第66話 他力本願は信頼から

 人が生きていくのに、希望は絶対に必要です。明日があると思えるから生きていられます。明日がなければ今頃、かなりの多くの人が取り乱しているのではないでしょうか。

 人は明日を希望として「今・ここ」を生きています。明日に何かあるとか、何か起こるとかいうことではなく、ただ明日がきっと来る、それだけで希望になります。

 「明日が来るとかだけ希望になんかなるわけない」と思った方、大病を患って余命宣告を受けたと考えてみてください。余命宣告に明日ということはありませんが、一週間とか一か月といわれてからの時間、死へのカウントダウンでしかありません。そう考えると、明日があるということが、どれだけの希望になりうるか想像していただけると思います。

 明日と聞いてぱっと想像するのは、今日と同じような明日。平穏でいつもと変わらない風景の中で、いつもと変わらない自分が生きていられる環境。多くの人がそんなイメージをもつのではないでしょうか。

 しかし残念ながら、明日がかならず来るという保証はどこにもありません。目の前に神さまが現れて約束してくるようなことでもなければ、明日がかならずあるとは言えません。隣国が突然、侵攻してきた国の人々にとって、明日は想像していた明日ではなかったと思います。

 実はこの明日に対する思いというのは、希望ではありません。人によっては希望を含む場合もありますが、そのほとんどは「期待」です。

 文字どおりですが一応説明を入れさせていただくと、「希望」は望むこと、望んでいることです。願っている状態とか都合のよい見通しなども希望といえるかもしれません。そして「期待」は、誰かや何かまかせにそのタイミングを待っているだけの状態です。ぼくの認識なので辞書とは違う見解かも知れませんが、おそらくこんなところだと思います。

 期待は、時期を待つと書いて期待です。待っているだけです。「人事を尽くして天命を待つ」という言葉もありますが、自分にやれるだけのことをやって待つのであれば、納得できる「待ち」になると思います。多くの人の「期待」は、簡単にできることだけをして、あとは待つだけです。「棚からぼた餅」という言葉のほうが近いかもしれません。
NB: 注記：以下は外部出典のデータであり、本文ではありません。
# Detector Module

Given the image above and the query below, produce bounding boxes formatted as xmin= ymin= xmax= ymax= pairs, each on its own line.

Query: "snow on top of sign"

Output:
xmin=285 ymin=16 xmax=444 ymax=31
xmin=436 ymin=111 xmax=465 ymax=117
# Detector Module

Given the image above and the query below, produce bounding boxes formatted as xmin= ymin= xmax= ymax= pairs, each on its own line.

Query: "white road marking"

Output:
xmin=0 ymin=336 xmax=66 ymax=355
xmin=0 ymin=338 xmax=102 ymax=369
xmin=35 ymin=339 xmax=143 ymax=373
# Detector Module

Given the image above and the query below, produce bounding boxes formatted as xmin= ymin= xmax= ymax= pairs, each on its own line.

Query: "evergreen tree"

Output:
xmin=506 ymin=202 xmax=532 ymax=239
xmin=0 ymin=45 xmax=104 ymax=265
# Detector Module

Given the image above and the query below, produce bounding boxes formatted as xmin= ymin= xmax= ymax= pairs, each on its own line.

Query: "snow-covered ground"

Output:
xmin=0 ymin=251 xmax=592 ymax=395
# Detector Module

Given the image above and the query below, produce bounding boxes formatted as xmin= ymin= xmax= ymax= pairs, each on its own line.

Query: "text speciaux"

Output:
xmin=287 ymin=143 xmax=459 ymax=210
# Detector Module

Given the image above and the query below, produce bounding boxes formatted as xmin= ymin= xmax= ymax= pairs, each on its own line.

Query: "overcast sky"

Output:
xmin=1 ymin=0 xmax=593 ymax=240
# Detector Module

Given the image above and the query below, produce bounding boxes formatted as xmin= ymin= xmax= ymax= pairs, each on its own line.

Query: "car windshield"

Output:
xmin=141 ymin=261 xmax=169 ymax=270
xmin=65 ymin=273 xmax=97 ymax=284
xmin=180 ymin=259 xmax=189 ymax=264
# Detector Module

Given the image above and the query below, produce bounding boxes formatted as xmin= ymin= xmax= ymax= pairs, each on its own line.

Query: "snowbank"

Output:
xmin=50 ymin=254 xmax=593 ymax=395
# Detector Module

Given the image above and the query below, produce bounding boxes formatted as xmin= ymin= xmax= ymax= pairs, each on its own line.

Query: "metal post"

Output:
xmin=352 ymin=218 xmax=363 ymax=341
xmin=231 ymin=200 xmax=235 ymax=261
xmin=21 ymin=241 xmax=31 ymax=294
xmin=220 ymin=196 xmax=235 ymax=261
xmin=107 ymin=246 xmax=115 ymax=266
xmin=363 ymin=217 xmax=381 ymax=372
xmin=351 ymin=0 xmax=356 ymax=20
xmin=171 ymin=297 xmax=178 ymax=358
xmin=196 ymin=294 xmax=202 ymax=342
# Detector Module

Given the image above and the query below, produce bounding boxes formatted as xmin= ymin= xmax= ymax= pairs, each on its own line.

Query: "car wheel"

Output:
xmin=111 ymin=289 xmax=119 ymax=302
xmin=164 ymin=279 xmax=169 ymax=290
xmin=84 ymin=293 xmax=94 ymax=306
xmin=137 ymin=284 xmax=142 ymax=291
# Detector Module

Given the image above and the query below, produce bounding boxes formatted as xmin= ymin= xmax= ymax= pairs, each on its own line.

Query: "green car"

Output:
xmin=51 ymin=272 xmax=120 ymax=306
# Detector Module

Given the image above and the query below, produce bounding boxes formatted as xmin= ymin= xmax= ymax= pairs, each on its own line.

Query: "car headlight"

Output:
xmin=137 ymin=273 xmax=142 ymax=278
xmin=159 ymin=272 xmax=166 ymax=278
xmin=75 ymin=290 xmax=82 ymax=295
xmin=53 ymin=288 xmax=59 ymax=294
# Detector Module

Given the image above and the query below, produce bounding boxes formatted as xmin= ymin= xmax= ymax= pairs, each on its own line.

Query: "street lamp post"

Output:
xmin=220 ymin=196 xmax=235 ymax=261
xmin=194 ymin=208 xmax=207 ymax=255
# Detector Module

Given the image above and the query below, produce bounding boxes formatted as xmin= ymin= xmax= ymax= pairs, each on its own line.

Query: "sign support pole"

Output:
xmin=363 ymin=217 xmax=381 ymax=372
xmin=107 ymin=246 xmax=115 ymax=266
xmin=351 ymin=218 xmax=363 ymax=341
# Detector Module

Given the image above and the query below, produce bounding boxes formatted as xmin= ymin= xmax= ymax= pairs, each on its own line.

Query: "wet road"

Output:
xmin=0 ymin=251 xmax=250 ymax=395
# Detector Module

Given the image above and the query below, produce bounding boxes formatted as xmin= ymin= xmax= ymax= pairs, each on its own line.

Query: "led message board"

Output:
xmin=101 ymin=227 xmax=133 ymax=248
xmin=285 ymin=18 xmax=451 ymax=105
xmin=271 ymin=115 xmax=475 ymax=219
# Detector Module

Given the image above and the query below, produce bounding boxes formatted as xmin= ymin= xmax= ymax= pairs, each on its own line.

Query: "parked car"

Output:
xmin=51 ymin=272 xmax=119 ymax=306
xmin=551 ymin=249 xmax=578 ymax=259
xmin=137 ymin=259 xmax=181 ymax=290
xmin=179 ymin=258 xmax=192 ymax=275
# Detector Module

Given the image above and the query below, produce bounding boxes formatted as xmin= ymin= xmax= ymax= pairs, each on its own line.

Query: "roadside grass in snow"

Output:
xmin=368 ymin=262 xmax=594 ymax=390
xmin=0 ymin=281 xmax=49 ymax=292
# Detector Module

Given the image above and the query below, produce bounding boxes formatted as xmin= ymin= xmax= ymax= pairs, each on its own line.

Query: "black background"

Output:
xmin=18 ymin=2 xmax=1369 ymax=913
 期待しているという状態は、親鳥がご飯を運んでくるのを、空を見上げて待っているヒナに似ています。親鳥が近づくと一斉に口を開ける、とてもかわいい光景です。

 人も子供のころはそういう環境であることが一般的ですが、そこそこ年齢を重ねてくると、そういうわけにもいきません。何もせずに空を見上げていてもご飯は落ちてきません。これは物質世界も霊的な世界も同じです。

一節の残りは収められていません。